A pele de tilápia, inovação criada nos laboratórios da Universidade Federal do Ceará – reconhecida internacionalmente por reduzir drasticamente a dor de pacientes queimados –, deu um passo decisivo para chegar aos hospitais do país. A UFC assinou um contrato de licenciamento que permitirá, pela primeira vez, a produção em larga escala do curativo biológico, sem abrir mão da patente, que continua sendo integralmente da universidade e de seus inventores.
A patente que garante a tecnologia de obtenção da pele de tilápia liofilizada permanece sob propriedade da UFC e de seus cotitulares. A instituição reforça, por meio da Secretaria de Comunicação e Marketing, que não vendeu nem cedeu a patente.
O curativo feito de pele de tilápia, que já revoluciona o cuidado com queimados em estudos e projetos-piloto, agora, está mais perto de se tornar uma solução disponível nos hospitais brasileiros, com potencial para mudar a realidade de milhares de pacientes todos os anos.
O que foi firmado é um contrato que concede ao consórcio Biotec’s — formado pelas empresas Biotec Solução Ambiental e Biotec Controle Ambiental — o direito de explorar comercialmente o curativo, mediante o pagamento de um valor inicial e de royalties sobre as vendas.
Assinado em 10 de novembro de 2025, o contrato tem vigência de 14 anos e segue um modelo amplamente utilizado por universidades e centros de pesquisa no Brasil e no exterior.
O licenciamento permite que uma empresa produza, desenvolva e comercialize uma tecnologia sem que a instituição pública perca a titularidade da invenção. A UFC destaca que, em nenhum momento, renunciou aos seus direitos. O acordo apenas abre caminho para que a pesquisa desenvolvida na universidade alcance a sociedade em escala maior.
Para acessar a tecnologia, o consórcio deverá pagar R$ 850 mil como valor inicial. Durante os 14 anos do contrato, será aplicado também um percentual de 3,7% de royalties sobre a receita líquida obtida com a venda do curativo.
A previsão é de que o produto chegue ao mercado em até cinco anos para uso humano e em até três anos para uso veterinário. Com isso, a inovação tende a ultrapassar as fronteiras acadêmicas e beneficiar tanto pacientes quanto o sistema de saúde público e privado.
Segundo reportagem do Focus Poder, a Biotec avalia instalar a fábrica em São Paulo, que reúne vantagens logísticas por concentrar a maior produção de tilápia do país e infraestrutura adequada para processos de esterilização.
O investimento previsto é de R$ 48 milhões. A unidade poderá produzir cerca de 1 milhão de curativos no primeiro ano, com estimativa de atingir 30 milhões em três anos, número que sinaliza um avanço expressivo na capacidade de atendimento à demanda nacional.
Essa demanda é enorme: o Brasil registra cerca de milhares de pacientes queimados por ano. Cada um utiliza em média 22 unidades de pele. Atualmente, o material é usado apenas em projetos pontuais, no Brasil e no exterior, porque não existe produção industrial suficiente para abastecer hospitais.
Os efeitos clínicos já observados ajudam a explicar o interesse crescente. Pacientes queimados costumam precisar de grandes quantidades de morfina e podem desenvolver dependência. Com a pele de tilápia, a dor costuma desaparecer em até 48 horas.

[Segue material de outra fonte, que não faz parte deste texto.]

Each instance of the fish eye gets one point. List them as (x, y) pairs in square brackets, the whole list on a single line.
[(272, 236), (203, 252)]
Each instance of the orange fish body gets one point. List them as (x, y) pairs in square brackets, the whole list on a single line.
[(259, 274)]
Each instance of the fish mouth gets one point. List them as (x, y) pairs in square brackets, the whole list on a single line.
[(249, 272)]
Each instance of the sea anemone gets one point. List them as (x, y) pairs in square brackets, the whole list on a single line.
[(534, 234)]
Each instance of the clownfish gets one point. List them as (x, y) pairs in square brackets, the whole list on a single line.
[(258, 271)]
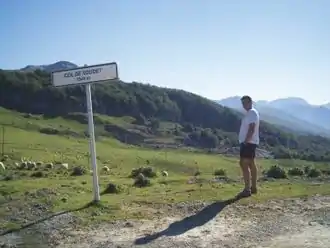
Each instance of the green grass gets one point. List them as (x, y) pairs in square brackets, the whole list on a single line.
[(131, 202)]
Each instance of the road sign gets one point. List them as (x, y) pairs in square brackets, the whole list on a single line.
[(84, 75), (88, 75)]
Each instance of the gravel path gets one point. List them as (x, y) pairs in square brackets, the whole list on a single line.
[(288, 223)]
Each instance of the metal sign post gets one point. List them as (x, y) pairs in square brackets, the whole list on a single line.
[(88, 75)]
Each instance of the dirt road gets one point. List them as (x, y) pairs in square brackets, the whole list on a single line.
[(289, 223)]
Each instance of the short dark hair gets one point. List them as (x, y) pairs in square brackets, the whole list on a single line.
[(246, 98)]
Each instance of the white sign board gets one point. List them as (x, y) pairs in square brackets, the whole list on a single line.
[(85, 75), (88, 75)]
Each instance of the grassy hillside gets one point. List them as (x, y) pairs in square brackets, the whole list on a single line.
[(28, 194), (155, 115)]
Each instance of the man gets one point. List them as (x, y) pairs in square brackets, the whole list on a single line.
[(249, 140)]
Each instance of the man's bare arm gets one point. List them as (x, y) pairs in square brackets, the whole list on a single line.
[(250, 132)]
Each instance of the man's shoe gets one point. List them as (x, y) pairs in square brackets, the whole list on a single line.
[(254, 191), (244, 193)]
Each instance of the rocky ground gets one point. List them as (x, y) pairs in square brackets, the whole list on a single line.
[(290, 223)]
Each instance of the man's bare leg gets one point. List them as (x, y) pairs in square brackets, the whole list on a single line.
[(244, 163), (254, 176)]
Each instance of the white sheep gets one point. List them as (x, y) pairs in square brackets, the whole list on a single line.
[(65, 166), (23, 165), (2, 166), (105, 168), (31, 165), (164, 173), (49, 166)]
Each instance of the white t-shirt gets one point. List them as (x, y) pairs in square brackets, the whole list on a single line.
[(251, 116)]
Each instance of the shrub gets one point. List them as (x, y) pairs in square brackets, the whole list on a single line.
[(142, 181), (307, 168), (276, 172), (296, 172), (314, 173), (146, 171), (37, 174), (326, 172), (78, 171), (111, 189), (220, 172), (49, 130)]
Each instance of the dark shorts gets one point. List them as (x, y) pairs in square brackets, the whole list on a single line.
[(247, 150)]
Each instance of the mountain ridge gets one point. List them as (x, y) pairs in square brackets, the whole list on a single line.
[(293, 112)]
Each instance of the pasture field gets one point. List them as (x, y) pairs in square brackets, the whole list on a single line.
[(55, 190)]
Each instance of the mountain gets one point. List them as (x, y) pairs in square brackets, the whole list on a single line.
[(60, 65), (301, 109), (197, 121), (285, 113)]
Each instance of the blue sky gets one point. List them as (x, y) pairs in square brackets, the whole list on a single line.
[(268, 49)]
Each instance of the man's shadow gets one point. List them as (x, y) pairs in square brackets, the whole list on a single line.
[(188, 223)]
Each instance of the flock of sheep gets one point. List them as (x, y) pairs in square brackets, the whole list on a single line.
[(30, 165)]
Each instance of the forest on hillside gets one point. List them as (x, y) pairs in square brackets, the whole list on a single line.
[(206, 123)]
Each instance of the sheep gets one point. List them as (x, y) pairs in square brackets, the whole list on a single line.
[(2, 166), (164, 173), (31, 165), (49, 166), (62, 166), (105, 168), (23, 165), (65, 166)]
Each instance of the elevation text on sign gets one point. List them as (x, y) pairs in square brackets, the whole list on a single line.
[(85, 75)]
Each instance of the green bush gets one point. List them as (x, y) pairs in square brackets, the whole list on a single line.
[(141, 181), (220, 172), (314, 173), (37, 174), (111, 189), (276, 172), (78, 171), (296, 171), (145, 171), (326, 172), (307, 168)]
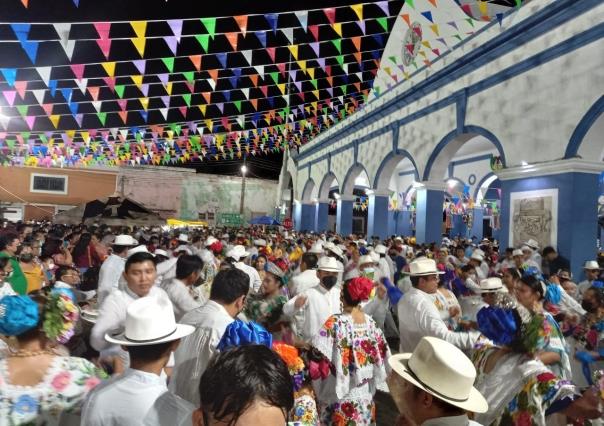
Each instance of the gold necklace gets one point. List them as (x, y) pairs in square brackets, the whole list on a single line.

O curativo adere ao corpo e praticamente se integra ao tecido do paciente, adquirindo características da própria pele. A tecnologia pode ser usada em queimaduras profundas de até segundo grau e evita que o paciente precise voltar ao centro cirúrgico várias vezes. Isso gera economia estimada de pelo menos 50% para hospitais — um impacto significativo, sobretudo para o Sistema Único de Saúde (SUS), que deverá ser o maior comprador no país.
A Biotec destaca, em suas redes sociais, que esse é um exemplo de conhecimento aplicado capaz de transformar vidas, gerar empregos e fortalecer a economia. A empresa lembra que a transferência de tecnologia de universidades públicas para o setor privado ainda é rara no Brasil, especialmente no Nordeste, o que torna o avanço ainda mais simbólico.